Computer assisted optimization of liquid chromatographic separations of small molecules using mixed-mode stationary phases

Abstract

Mixed-mode stationary phases are gaining adepts in liquid chromatography (LC) as more and more applications are published and new commercial columns appear in the market ought to their ability to retain and separate analytes with multiple functionalities. The increased number of adjustable variables gives these columns an enhanced value for the chromatographer, but, on the other hand, it complicates the process of developing satisfactory separations when complex samples must be analyzed. Thus, the availability of computer assisted methods development (CAMD) tools is highly desirable in this field.
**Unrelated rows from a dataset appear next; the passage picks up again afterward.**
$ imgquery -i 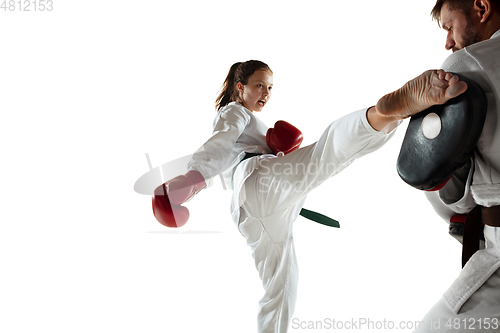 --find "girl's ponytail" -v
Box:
[215,60,273,111]
[215,62,242,111]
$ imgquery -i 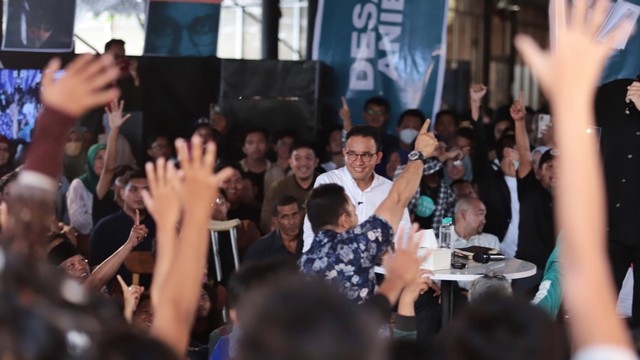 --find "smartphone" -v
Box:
[538,114,551,138]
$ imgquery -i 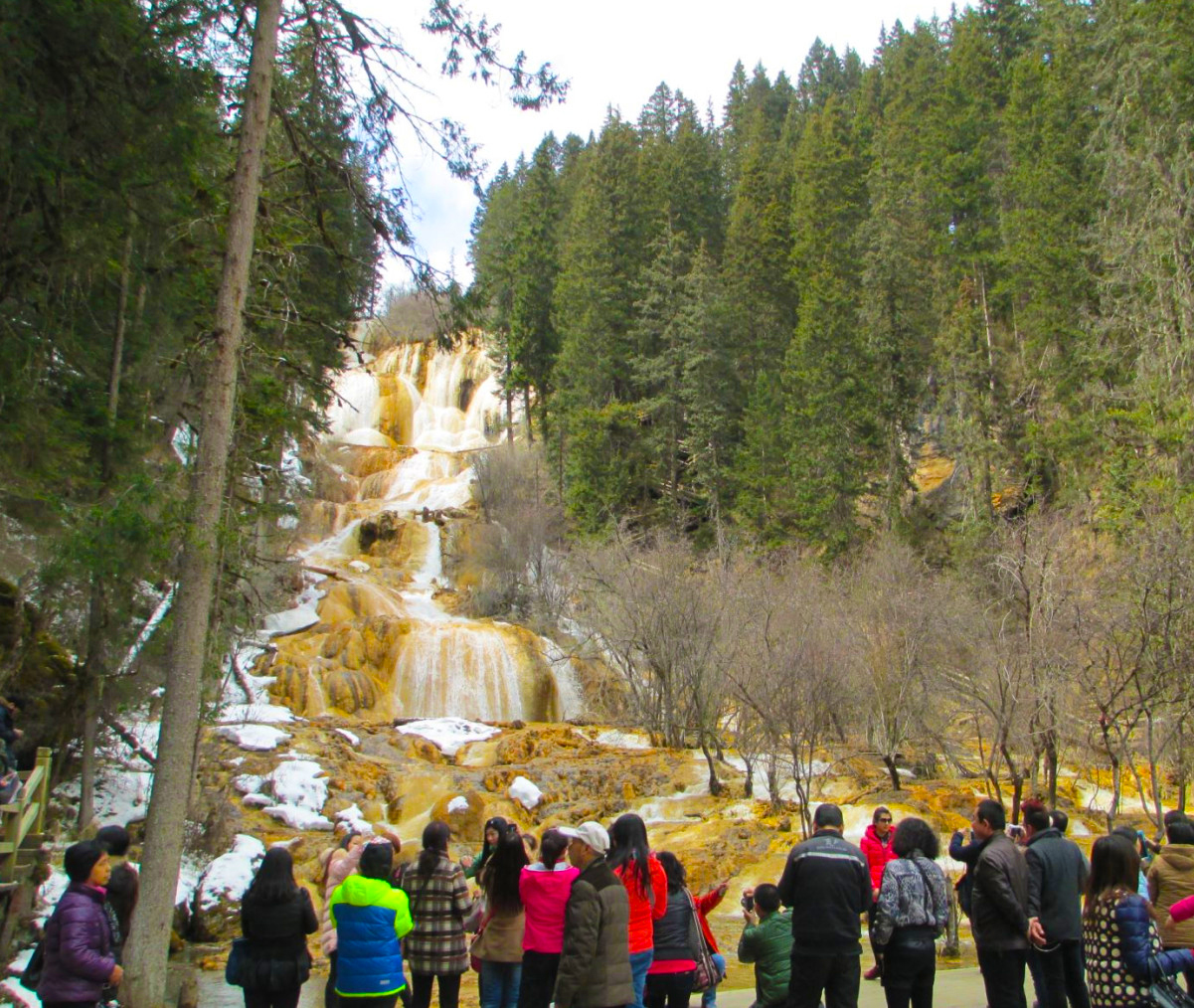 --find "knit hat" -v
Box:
[62,840,107,882]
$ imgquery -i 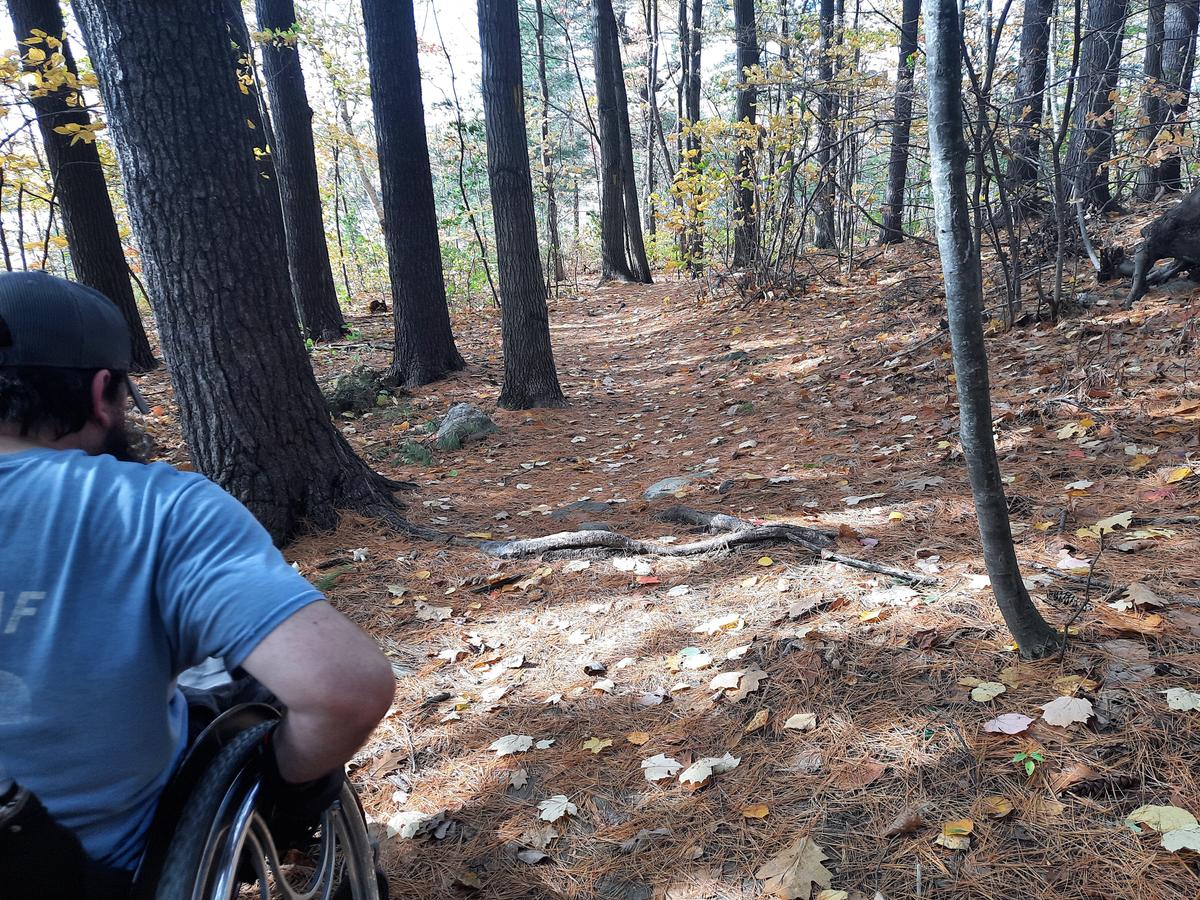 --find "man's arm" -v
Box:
[241,602,396,782]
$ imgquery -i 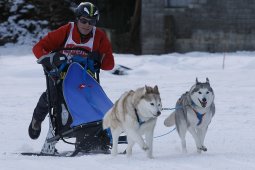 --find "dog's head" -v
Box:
[189,78,214,108]
[136,86,162,118]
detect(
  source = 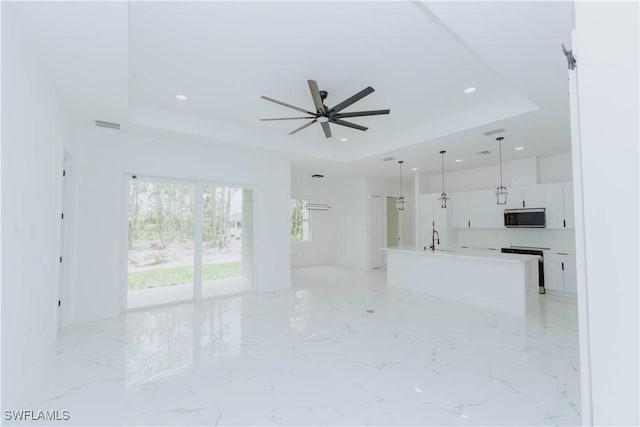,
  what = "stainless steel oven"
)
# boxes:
[500,246,549,294]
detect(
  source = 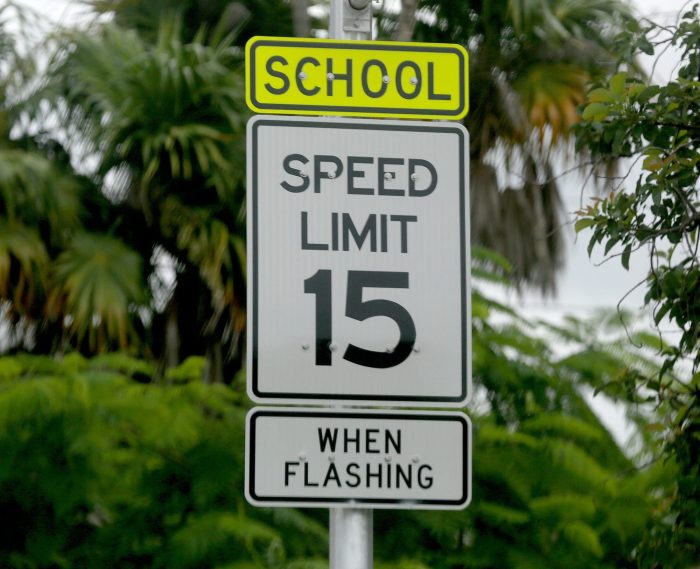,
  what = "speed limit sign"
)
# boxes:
[247,116,471,407]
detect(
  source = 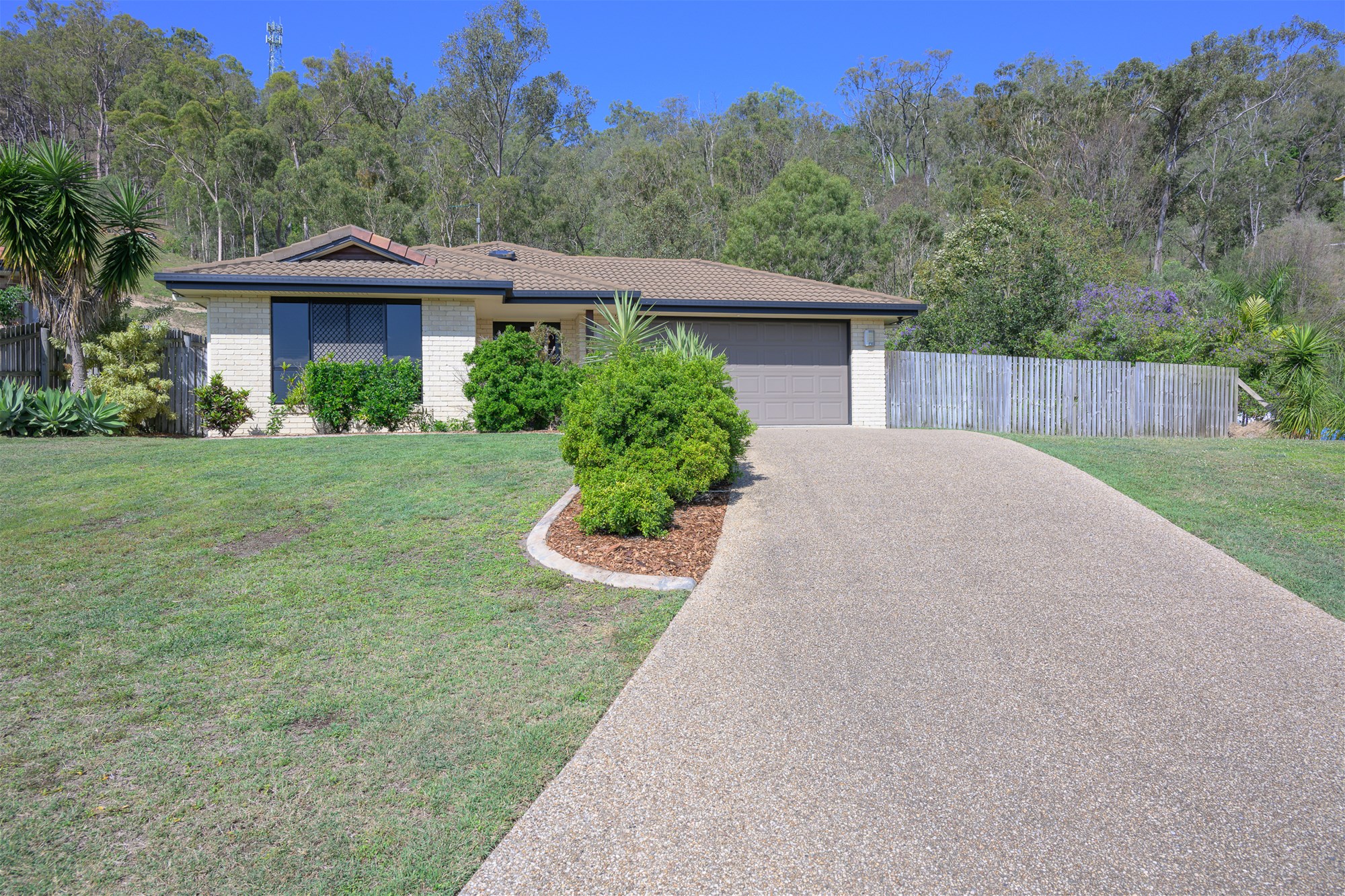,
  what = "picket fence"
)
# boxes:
[888,351,1237,437]
[0,323,206,436]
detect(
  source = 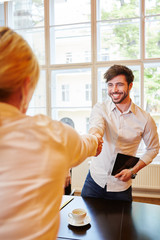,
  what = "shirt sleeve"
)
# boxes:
[62,125,98,167]
[141,115,160,165]
[89,103,105,136]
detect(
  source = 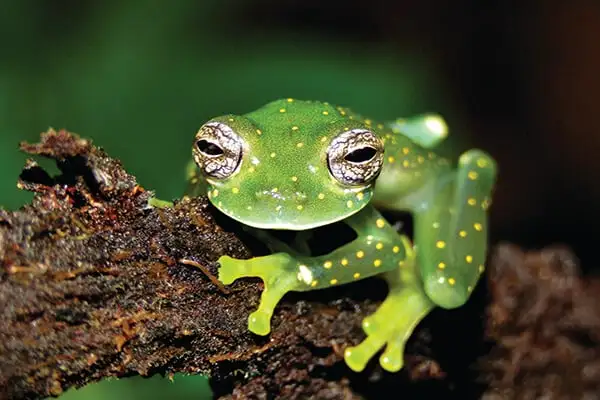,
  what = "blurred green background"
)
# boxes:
[0,0,600,399]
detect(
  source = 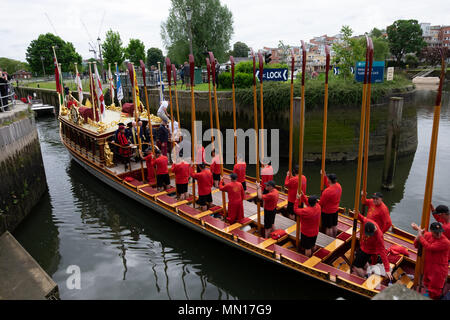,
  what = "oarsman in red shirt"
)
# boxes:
[210,149,221,188]
[411,222,450,299]
[256,180,278,238]
[172,158,191,200]
[152,149,170,191]
[431,204,450,241]
[191,164,213,211]
[294,193,321,257]
[139,147,155,182]
[233,155,248,193]
[361,192,392,234]
[219,173,245,224]
[284,165,306,220]
[352,214,392,280]
[261,159,273,194]
[320,173,342,238]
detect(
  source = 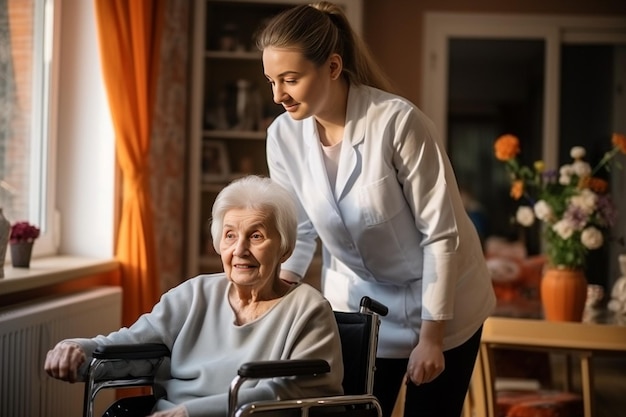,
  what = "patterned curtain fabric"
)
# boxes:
[95,0,165,326]
[0,0,15,206]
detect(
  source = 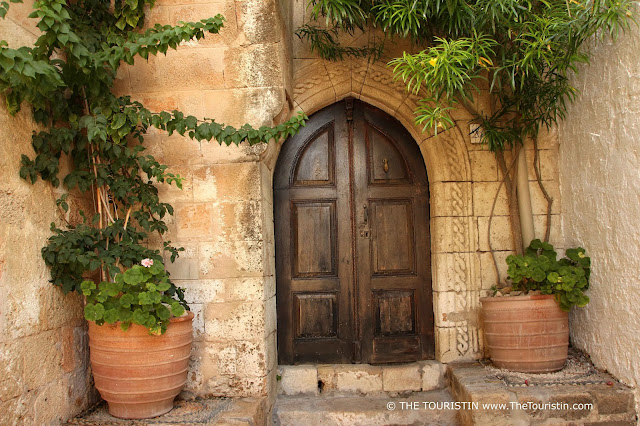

Therefore, the first specific tool for the CAMD of LC separations in mixed-mode columns is presented. The tool consists in two processes. The first one develops a retention model for peaks in a predefined experimental domain of pH and buffer concentration. In this domain, the retention as a function of the proportion of organic modifier is modeled using a two-stage re-calibration process departing from isocratic retention data and then, from gradient elutions. With this two-stage approach, reliability is gained. In the second process, the model is finally interpolated and used for the unattended optimization of the different possible elution modes available in these columns. This optimization process is driven by an evolutionary algorithm. The development and application of this new chemometrics tool is demonstrated by the optimization of a mixture of neutral and ionizable compounds. Hence, several different types of gradients were generated, showing a good agreement between simulated and experimental data, with retention time errors lower than 5% in most cases. On the other hand, classical CAMD tools, such as design of experiments, were unable to efficiently deal with mixed-mode optimizations, rendering errors above 30% for several compounds.